Mieczyslaw Moczar, 57 ans, un des personnages les plus étranges de la scène politique polonaise, est resté longtemps dans l'ombre du pouvoir avant de s'en approcher. Ouvrier et militant communiste avant la guerre, emprisonné en 1938, il est, sous l'Occupation, le chef d'un des plus importants maquis de l'armée populaire communiste, dans la région de Kielce-Lublin. Après la Libération, il occupe divers postes dans la police régionale, puis il est relégué à des tâches obscures pour ses tendances « nationalistes ». Il ressurgit en 1956, avec le retour de Gomulka, et est rapidement nommé vice-ministre de l'Intérieur (ministre en 1964). Son nom est bientôt associé au groupe des « Partisans », qui réunit des anciens des maquis farouchement nationalistes. En 1968, M. Moczar est l'âme de la campagne antisioniste et antilibérale qui aboutira au départ des juifs de Pologne. Il devient alors membre suppléant du bureau politique, strapontin que la chute de Gomulka transforme en fauteuil. Il inquiète son allié E. Gierek, qui, le 13 avril 1971, le prive de ses fonctions de responsable de la sécurité et, le 28 juin, de son poste de secrétaire du Comité central.

Wladyslaw Gomulka, 66 ans, a, au cours de sa longue carrière de militant, détenu à deux reprises le pouvoir suprême et en a été chassé à chaque fois. Membre du PC depuis 1927, il a milité avant la guerre dans les syndicats. Sous l'Occupation, il est un des fondateurs du Parti ouvrier polonais (communiste), dont il devient secrétaire général en 1943. Après la Libération, il sera le chef du Parti jusqu'en août 1948. Wladyslaw Gomulka est alors limogé pour « déviation droitière et nationaliste ». Exclu du PC, puis arrêté, il sera libéré en 1954. Et deux ans plus tard le mouvement libéral d'octobre 1956 refait de lui le Premier secrétaire du Parti. Mais il abandonnera vite ses alliés libéraux pour s'aligner sur l'URSS, acceptant depuis 1959 l'appui des anciens staliniens. La crise de décembre 1970 le trouve entièrement isolé au sein du Parti.

Concessions

Le lendemain, il est à Gdansk pour un meeting tout aussi houleux. De retour à Varsovie, il annonce l'abandon du système des stimulants économiques (appliqué en décembre à titre d'essai dans les ports de la Baltique), qui avait pour résultat d'accabler les ouvriers d'heures supplémentaires. C'est une première concession. Il y en aura d'autres.

Quelques mesures plus spectaculaires que concrètes sont prévues. On décide de reconstruire à Varsovie le château royal, symbole national de la Pologne ; dans les Administrations, l'Aigle blanc remplace les portraits des dirigeants.

Mais quand s'ouvre le 8 février le 8e plénum du Parti, la situation n'est pas stabilisée pour autant. Le limogeage des gomulkistes se poursuit : Gomulka est suspendu du Comité central, Kliszko et Jaszczuk en sont exclus ; quant à Loga-Sowinski et Kociolek, qui n'a pas su ou pas pu rétablir la situation à Gdansk, ils quittent le Bureau politique. Il faudra attendre le 15 février pour que les dirigeants polonais fassent une fois de plus, sous la pression d'une grève, une nouvelle concession. Les ouvrières des usines textiles de Lodz (parmi les plus mal payées de Pologne) cessent le travail. Jaroszewicz est envoyé sur place pour tenter de les calmer. Cela ne suffit pas. Le gouvernement annonce alors qu'il a décidé d'annuler purement et simplement les hausses de prix de décembre. Ce geste spectaculaire (rendu possible, semble-t-il, par la promesse d'une importante aide financière soviétique) désamorce la crise.
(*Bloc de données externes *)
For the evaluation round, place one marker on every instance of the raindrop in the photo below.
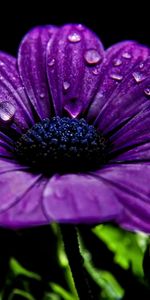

La normalisation des rapports de l'Église et de l'État franchit, le 23 juin, une étape importante : la Diète restitue à l'Église les biens qui avaient été nationalisés au lendemain de la guerre (4 700 églises et 2 000 bâtiments annexes).

Parallèlement, le fossé entre Gierek et les Partisans de Moczar semble devoir s'agrandir. Dans 9 voïévodies (sur 19), les secrétaires du Parti sont remplacés, Gierek tentant ainsi de reprendre en main l'appareil de province qui lui échappe. Tous ces changements se font en prévision du prochain congrès du Parti que le 9e plénum du Comité central, réuni à Varsovie le 16 avril, décide de convoquer pour fin 1971 ou début 1972.